Carta a S.M.P.


  Lo primero que me siento obligado a hacer antes de escribir nada es pedirte disculpas. Pedirte que me perdones por no haber redactado esta carta antes, hace ya casi dos años, cuando dejé pasar los días en vano sin revelarte lo importante que fuiste para mí.

   Por alguna razón que no alcanzo a comprender, adoro cuando, de manera espontánea, mi cerebro decide guardar el recuerdo exacto de ese primer encuentro que acontece cuando te topas con alguien que, sin saberlo, te va a acompañar durante un pequeño tramo de tu vida.
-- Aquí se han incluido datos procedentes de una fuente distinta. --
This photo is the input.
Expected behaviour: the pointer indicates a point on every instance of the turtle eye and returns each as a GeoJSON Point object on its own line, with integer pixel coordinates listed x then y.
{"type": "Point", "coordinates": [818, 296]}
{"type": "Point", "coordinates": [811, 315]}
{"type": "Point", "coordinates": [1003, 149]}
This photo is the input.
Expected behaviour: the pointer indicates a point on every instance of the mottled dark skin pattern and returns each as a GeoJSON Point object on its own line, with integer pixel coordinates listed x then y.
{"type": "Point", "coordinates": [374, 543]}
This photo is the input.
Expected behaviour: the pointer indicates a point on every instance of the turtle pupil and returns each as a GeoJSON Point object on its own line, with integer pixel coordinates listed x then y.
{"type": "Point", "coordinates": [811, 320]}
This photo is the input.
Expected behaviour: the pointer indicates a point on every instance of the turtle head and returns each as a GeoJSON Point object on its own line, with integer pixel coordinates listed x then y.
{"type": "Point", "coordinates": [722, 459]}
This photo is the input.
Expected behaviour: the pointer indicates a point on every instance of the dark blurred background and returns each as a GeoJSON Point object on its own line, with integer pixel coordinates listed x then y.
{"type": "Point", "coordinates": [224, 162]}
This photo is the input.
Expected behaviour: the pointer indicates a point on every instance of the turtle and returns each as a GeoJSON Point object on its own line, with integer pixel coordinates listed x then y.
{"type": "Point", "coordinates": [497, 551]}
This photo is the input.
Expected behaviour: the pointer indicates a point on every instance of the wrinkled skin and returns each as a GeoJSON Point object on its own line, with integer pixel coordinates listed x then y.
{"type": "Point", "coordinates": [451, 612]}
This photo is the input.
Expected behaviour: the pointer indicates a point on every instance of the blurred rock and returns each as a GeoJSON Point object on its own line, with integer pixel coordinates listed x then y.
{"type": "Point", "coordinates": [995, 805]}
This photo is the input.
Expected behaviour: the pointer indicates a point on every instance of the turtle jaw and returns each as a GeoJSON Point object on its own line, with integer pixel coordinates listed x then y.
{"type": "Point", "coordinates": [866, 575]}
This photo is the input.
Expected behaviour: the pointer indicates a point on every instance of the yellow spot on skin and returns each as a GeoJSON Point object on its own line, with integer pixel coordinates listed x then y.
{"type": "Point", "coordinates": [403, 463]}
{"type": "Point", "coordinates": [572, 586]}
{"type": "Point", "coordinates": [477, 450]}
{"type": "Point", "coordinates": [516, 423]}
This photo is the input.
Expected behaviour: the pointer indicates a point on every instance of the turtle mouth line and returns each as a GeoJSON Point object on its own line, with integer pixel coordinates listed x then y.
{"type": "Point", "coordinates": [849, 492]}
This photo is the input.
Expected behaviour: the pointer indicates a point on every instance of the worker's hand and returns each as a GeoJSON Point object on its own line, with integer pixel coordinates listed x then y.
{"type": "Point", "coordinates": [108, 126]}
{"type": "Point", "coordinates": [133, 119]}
Verdaderamente hay muy pocas personas en mi vida de las que pueda decir que conservo esa primera imagen intacta en mi mente. Y tú, aún desconociendo qué fenómeno es el que hace que eso suceda, eres una de ellas.
  Soy capaz de verte allí, en nuestro primer día en el barracón, valorando qué taquilla estaba en mejores condiciones para mantener tus pertenencias a salvo de tanto desconocido. Me llamó la atención tu rostro sereno y deseé estar tan seguro de mí mismo como lo estabas tú en aquel nuevo y hostil lugar. Sospeché que debías tener más o menos mi edad —pensé que probablemente serías algo mayor que yo— y eso me hizo sentir un poco más seguro. Intercambiamos un par de palabras cordiales —saludo, procedencia, destino elegido y poco más—, tras lo cual pude darme cuenta de que posiblemente no serías ningún malaje de los muchos que pululaban por el resto de las camaretas. No obstante, si bien yo también pude caerte bien en aquel primer encuentro, podría adivinar que durante aquella noche cambiaste de opinión al sufrir las consecuencias de dormir en la misma litera que alguien que se mueve tanto como yo.

   Pasaron unos primeros días de stress y nuevos conocimientos sobre el oficio al que ambos habíamos decidido dedicar nuestras vidas. Tras las duras jornadas de instrucción solíamos reunirnos en el patio para contarnos las aventuras y desventuras acaecidas durante el día, bromeando a veces sobre lo adelantados que íbamos en nuestras respectivas secciones. Pero hablábamos, sobre todo, de nuestro pasado, de las razones por las que habíamos decidido llegar hasta allí y de las ilusiones puestas en un futuro que entonces resultaba ser demasiado perfecto. Y es que, aunque repitiéramos mil veces el mismo tema de conversación, eran tantas las esperanzas que habíamos depositado en nuestra arriesgada decisión que jamás llegamos a cansarnos de hablar siempre lo mismo. No sé si lo que nos llegó a unir más fue nuestra mutua idea de elegir como destino aquél lejano lugar del Pirineo o la afinidad que parecía haber entre nosotros, pero lo cierto era que nuestro vínculo comenzaba a ser, a las pocas semanas, bastante fuerte.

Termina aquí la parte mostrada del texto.